OIC Press Release
|18 April 2000|
His Excellency Dr. Azeddine Laraki, secretary-general of the Organization of the Islamic Conference (OIC), opened, on Monday, 17 April 2000, at the municipal council of the Brazilian city of San Bernardo di Campo, the Second Meeting of the OIC Group of Experts on Muslim Community and Minority Affairs in Non-OIC Member States. The meeting is organized in cooperation with the Islamic center for Latin American and the Islamic Culture and Relations Organization in Iran.
The inaugural session was attended by Mr. Otavio Manini, municipal council member for the Brazilian city of Sao Paolo; Mr. Ahmad Ali Al-Sayfi, head of the Islamic Da’wa (Call) center in Latin America; Sheikh Muhammad Ali Taskhiri, chairman of the Committee for the Coordination of Joint Islamic Action; Mr. Mauricio Suarez, the mayor of San Bernardo di Campo and His Excellency Ambassador Abdul Malek Al-Cherqaoui, ambassador of the Kingdom of Morocco to Brazil, representing the ambassadors of member states.

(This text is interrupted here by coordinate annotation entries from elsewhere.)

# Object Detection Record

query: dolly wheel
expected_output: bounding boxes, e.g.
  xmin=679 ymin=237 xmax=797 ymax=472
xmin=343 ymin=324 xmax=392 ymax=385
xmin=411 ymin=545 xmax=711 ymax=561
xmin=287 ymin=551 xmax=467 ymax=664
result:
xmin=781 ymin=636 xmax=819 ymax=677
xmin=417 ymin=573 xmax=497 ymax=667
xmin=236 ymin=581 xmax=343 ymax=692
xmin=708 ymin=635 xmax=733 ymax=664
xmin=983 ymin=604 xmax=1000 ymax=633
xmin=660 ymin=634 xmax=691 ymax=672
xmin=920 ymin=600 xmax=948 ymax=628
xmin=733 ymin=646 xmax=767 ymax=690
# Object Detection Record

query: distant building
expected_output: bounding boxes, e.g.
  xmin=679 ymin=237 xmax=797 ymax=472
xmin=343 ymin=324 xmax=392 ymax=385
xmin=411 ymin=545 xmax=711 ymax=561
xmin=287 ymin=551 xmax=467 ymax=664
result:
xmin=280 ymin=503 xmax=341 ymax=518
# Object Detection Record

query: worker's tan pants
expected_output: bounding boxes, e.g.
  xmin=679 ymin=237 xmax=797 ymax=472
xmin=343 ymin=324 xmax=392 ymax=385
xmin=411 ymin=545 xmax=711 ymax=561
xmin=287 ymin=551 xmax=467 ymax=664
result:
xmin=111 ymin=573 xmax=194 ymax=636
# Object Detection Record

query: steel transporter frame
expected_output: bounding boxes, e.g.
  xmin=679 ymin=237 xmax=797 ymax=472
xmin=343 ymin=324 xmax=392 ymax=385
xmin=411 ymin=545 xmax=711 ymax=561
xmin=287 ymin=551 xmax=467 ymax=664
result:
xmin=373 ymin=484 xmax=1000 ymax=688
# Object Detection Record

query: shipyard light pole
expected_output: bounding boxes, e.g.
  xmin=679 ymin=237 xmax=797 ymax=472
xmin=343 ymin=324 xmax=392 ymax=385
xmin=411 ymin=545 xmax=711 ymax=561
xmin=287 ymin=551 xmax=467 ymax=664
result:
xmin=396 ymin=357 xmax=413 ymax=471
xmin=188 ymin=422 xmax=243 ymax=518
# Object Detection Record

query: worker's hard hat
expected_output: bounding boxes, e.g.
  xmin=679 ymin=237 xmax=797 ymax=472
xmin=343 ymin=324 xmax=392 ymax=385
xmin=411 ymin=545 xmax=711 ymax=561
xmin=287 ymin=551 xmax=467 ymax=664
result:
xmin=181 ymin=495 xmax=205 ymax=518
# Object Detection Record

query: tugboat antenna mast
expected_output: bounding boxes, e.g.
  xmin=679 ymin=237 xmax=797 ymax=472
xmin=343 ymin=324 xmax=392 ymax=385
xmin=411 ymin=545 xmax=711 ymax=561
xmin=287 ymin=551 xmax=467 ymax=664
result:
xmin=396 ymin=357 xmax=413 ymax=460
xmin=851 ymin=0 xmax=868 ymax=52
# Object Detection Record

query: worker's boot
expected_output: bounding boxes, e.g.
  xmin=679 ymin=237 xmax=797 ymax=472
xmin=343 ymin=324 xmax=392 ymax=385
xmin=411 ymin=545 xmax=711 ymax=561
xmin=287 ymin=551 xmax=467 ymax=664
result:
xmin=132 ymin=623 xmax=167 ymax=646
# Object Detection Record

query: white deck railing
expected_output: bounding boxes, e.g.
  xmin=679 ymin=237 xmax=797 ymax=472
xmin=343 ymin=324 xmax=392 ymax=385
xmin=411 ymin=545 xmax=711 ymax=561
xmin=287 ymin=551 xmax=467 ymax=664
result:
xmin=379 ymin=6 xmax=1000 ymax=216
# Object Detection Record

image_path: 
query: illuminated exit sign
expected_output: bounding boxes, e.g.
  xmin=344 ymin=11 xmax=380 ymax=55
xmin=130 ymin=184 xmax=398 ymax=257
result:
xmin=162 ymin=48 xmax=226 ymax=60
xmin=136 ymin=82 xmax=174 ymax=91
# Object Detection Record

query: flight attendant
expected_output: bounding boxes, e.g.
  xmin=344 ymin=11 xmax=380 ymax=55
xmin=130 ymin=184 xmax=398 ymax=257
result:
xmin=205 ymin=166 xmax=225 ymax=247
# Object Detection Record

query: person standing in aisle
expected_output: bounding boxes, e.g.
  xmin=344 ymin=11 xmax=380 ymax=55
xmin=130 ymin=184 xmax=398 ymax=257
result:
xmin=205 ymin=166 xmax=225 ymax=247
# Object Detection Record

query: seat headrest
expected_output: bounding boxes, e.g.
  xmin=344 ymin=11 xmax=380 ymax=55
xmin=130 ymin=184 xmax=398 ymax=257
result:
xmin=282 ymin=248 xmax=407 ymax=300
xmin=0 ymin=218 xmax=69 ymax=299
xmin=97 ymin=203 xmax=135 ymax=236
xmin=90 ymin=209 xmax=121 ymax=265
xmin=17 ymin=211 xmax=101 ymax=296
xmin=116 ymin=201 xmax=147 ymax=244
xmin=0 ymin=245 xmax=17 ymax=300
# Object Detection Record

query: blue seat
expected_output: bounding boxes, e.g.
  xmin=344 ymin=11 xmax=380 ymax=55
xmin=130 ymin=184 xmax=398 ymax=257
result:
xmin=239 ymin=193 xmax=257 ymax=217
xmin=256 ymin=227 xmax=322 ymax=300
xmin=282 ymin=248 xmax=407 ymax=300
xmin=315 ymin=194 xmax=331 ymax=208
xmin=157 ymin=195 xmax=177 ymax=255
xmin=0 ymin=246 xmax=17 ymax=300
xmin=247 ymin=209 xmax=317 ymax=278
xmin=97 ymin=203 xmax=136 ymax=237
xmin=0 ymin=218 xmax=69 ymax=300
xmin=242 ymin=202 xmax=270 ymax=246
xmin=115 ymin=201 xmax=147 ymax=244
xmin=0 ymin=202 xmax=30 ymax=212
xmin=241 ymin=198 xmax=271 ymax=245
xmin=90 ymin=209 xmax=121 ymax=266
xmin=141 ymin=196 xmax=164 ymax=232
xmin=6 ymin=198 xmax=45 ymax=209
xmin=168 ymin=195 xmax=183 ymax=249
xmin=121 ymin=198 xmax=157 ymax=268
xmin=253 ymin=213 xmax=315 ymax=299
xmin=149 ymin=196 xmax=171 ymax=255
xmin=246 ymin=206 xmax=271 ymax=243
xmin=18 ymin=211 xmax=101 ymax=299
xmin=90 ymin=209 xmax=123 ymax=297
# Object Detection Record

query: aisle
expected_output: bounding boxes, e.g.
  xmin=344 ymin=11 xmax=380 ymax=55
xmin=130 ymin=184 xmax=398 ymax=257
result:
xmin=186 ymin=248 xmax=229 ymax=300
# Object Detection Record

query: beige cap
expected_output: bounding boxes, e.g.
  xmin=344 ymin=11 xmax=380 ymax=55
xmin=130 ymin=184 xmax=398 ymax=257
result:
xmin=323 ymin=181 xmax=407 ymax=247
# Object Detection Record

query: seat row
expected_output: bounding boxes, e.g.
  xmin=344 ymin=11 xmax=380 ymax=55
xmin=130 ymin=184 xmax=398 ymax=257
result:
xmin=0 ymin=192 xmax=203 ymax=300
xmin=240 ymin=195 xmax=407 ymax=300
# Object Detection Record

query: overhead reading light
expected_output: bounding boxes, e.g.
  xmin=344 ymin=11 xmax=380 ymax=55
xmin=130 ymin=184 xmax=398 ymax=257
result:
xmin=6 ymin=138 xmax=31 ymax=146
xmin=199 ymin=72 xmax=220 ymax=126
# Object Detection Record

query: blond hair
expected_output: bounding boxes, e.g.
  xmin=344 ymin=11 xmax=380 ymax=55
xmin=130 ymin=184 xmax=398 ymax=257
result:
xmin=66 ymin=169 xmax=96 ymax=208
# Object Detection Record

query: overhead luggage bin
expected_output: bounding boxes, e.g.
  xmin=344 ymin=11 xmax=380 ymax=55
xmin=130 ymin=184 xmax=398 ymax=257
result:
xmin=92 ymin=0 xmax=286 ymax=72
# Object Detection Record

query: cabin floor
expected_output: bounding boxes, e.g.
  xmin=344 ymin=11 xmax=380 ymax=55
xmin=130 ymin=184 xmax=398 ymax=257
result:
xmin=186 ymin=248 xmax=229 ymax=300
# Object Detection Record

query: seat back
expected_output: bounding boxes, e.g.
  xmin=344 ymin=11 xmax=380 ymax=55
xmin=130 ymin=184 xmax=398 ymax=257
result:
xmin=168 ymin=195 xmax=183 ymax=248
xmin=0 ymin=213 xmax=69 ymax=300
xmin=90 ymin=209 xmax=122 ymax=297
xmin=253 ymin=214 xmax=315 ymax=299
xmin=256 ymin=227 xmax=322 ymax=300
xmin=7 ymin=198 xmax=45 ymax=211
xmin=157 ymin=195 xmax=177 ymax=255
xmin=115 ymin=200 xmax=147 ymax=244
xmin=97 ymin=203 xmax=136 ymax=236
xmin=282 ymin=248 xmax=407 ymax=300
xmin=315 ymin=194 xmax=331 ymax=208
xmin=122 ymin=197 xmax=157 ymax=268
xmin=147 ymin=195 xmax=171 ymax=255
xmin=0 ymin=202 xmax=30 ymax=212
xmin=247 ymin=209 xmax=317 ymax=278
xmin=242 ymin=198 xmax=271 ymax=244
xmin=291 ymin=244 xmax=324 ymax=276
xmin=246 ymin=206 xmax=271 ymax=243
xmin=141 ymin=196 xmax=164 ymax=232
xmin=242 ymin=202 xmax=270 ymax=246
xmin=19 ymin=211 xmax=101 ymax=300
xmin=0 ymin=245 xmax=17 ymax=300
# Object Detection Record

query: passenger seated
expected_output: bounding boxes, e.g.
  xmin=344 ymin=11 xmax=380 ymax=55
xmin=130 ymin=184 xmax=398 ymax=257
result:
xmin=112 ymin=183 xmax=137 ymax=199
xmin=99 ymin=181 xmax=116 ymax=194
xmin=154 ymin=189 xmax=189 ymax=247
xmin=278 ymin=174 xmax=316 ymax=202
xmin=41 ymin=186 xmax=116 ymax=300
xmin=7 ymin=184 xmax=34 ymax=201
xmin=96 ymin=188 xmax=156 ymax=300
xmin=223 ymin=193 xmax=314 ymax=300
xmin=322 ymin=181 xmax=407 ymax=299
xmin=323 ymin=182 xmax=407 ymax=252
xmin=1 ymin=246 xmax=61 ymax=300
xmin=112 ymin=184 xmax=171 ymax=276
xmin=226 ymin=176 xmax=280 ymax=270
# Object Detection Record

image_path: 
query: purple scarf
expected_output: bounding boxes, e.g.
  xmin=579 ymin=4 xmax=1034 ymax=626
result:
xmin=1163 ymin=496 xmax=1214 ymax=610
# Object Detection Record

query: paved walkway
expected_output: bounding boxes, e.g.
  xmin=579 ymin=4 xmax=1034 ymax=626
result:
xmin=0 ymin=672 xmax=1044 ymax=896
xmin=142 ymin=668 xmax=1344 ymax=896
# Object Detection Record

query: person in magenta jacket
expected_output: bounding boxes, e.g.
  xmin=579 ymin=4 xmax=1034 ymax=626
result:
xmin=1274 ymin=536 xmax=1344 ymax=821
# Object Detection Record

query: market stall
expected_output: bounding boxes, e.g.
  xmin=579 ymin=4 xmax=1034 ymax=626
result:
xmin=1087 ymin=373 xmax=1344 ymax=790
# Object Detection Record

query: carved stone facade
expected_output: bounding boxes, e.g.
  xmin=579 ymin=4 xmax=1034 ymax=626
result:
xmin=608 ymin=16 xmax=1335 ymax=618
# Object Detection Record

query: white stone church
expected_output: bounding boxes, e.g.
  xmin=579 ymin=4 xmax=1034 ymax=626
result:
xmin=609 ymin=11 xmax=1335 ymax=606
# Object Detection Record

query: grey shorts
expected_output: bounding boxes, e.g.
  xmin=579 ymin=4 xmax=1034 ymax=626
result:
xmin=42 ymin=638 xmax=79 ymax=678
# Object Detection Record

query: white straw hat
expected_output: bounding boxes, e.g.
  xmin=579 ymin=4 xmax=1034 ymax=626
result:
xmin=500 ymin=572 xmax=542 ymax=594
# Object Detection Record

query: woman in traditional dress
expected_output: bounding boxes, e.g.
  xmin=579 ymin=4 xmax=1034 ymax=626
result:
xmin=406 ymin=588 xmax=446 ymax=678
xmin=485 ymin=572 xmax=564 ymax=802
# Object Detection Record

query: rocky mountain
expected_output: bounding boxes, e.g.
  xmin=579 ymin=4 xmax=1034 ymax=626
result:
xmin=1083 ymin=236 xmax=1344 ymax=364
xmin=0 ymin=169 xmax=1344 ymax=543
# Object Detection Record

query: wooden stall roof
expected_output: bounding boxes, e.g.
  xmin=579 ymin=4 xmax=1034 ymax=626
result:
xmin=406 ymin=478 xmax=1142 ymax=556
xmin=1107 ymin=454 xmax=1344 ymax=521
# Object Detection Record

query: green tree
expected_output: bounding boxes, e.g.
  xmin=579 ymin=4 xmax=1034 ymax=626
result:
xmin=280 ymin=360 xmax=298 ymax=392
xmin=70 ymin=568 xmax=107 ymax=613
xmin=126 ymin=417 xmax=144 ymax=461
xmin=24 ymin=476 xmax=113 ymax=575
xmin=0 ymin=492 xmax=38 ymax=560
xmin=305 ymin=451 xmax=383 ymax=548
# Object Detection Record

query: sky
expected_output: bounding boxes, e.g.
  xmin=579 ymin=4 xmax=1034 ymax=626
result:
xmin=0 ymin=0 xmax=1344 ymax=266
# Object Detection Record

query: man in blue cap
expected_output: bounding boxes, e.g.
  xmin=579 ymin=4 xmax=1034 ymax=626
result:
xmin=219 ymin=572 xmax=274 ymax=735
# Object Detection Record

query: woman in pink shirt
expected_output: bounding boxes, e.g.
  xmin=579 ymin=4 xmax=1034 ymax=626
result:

At the outset of his speech, His Excellency the Secretary-General thanked the Brazilian government and the head of the municipal council (mayor) for gracing the inaugural session with their presence and providing all the facilities for holding the meeting on Brazilian soil. He dwelt on the importance of fostering relations between OIC member states and Brazil in the economic and cultural fields. His Excellency also highlighted the utmost importance of the issue of safeguarding the rights of Muslim minorities and communities in non member states and combining efforts to help them preserve their Islamic identity and take an effective part in the economic and social advancement of the countries in which they lived within the respect of those states’ sovereignty and respective traditions.
The meeting is designed to contribute toward the enhancement of the existing historical ties between Brazil and the Islamic states and to further develop economic and cultural relations as well trade exchanges between the peoples of Latin America and the Islamic world. This, in turn, would further the institution of the dialogue among contemporary civilizations whose outcome would positive reflect on the Muslim communities living in Brazil and the rest of Latin America. More, it would encourage the Muslim minorities in non Islamic states to cooperate, better integrate themselves in the communities in which they live and bring in their contribution to the latter’s public life, whence the preservation of their Islamic traditions without affecting, in any way, the states’ sovereignty.